When Santorum attacks radical environmentalists he is expressing what is common conservative parlance to attack anyone who opposes an energy policy not approved by the American Petroleum Institute (API) and that doesn’t have drilling for new oil wells anywhere and everywhere at the top of their list.  It’s not clear how Santorum thinks that husbanding the Earth’s resources and being good stewards of those resources can be linked to an industry where extraction, transporting, production and dispensing of a toxic substance pollutes the air we breath and the water we drink.

How is the removal of finite, dirty fossil fuels from deep within the bowels of the earth using expensive and accident prone equipment more an action of husbanding our resources over using what’s easily and abundantly available in the form of wind, solar and thermal energy?  This is not a biblical stance by any stretch of the imagination.

This is clearly an attempt to play into the fossil fuel industry’s exploitation of its alliance with conservative Christians to attack Obama’s energy policy.  A policy that seeks to remove the federal tax subsidies to the highly profitable oil and coal industries and works more to develop clean, renewable energy sources that a truly “good steward” of the earth would promote.

This is a two-fer for Santorum.  He get’s to play off of the animosities many conservatives have about man-made global warming while appealing to the money-interests of Big Oil; perhaps hoping their lucrative donations will fill his campaign coffers.  Is it possible that the profits that come from a source of energy responsible for large numbers of individuals with lung diseases and threaten human and animal habitats can be sanctified through the prophets of scripture?

A Pretense of Contemporary Leadership

I see presidential leadership balanced on a three-legged stool that encompasses a broad and rich understanding of politics, science and religion.  Santorum’s apparent animus toward government and science leaves his leadership skills off balance.  And though one can’t help but admire the man’s personal convictions, this doesn’t automatically translate into political leadership skills that serves the varied interests of this nation.  No more than the feeling that George W. Bush would make a good president because he was the type of guy you could have a beer with.

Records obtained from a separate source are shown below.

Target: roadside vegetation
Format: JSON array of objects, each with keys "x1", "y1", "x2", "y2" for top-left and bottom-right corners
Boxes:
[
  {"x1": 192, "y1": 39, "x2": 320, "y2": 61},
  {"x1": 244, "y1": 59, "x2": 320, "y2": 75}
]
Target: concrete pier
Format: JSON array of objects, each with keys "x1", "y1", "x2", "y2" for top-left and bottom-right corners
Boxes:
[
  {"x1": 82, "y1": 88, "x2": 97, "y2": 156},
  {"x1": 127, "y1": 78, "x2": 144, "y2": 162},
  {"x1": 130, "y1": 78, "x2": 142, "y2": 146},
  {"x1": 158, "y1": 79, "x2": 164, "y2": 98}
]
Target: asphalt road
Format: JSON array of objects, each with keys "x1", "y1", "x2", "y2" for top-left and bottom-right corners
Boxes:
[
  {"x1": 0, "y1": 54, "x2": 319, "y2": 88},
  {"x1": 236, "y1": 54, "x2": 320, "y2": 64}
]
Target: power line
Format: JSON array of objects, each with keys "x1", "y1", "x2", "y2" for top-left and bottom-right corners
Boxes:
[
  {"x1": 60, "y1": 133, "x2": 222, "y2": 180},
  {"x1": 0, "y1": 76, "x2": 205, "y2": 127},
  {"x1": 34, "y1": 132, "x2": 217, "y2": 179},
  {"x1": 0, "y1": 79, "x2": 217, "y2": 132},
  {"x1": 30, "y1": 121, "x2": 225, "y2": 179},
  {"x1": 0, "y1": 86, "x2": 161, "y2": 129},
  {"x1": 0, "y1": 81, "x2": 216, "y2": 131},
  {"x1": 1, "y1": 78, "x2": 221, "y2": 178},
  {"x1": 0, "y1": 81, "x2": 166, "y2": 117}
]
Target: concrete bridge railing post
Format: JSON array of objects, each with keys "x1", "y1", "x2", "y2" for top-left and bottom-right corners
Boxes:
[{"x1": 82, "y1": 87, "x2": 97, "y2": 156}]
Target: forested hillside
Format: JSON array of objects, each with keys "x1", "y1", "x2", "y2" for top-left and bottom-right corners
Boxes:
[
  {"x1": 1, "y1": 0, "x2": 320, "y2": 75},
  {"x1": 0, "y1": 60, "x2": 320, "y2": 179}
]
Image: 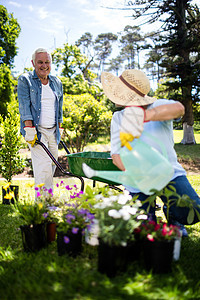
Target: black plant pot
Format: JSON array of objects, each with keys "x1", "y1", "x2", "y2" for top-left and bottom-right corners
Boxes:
[
  {"x1": 46, "y1": 222, "x2": 56, "y2": 243},
  {"x1": 98, "y1": 240, "x2": 132, "y2": 277},
  {"x1": 2, "y1": 185, "x2": 19, "y2": 204},
  {"x1": 143, "y1": 240, "x2": 175, "y2": 274},
  {"x1": 57, "y1": 230, "x2": 82, "y2": 257},
  {"x1": 20, "y1": 223, "x2": 47, "y2": 252}
]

In a NY Times Op-ed piece last December Eric Weiner, author of Man Seeks God: My Flirtations with the Divine wrote, “Though religion contains large public components, it is at core a personal affair. It is the relationship we have with ourselves or, as the British philosopher Alfred North Whitehead said, ‘What the individual does with his solitariness.’”  It is this personal affair that Santorum would exploit for political gain that grates at me so much with its presumption that he has an advantage over those that don’t share the social context he wraps his religious experiences around.

The former GOP Pennsylvania Senator and his Republican/TeaParty cohorts may object to what they feel is a misguided approach by the man currently occupying the Oval office but would they not be substituting their own form of one man rule by inserting someone who narrows the human scope of what it means to be American in today’s world?  Dragging us back to a time in history where only white, propertied christian men ruled may appeal to the likes of Rick Santorum but it doesn’t keep pace with the unalterable social and economic dynamics of the 21st century.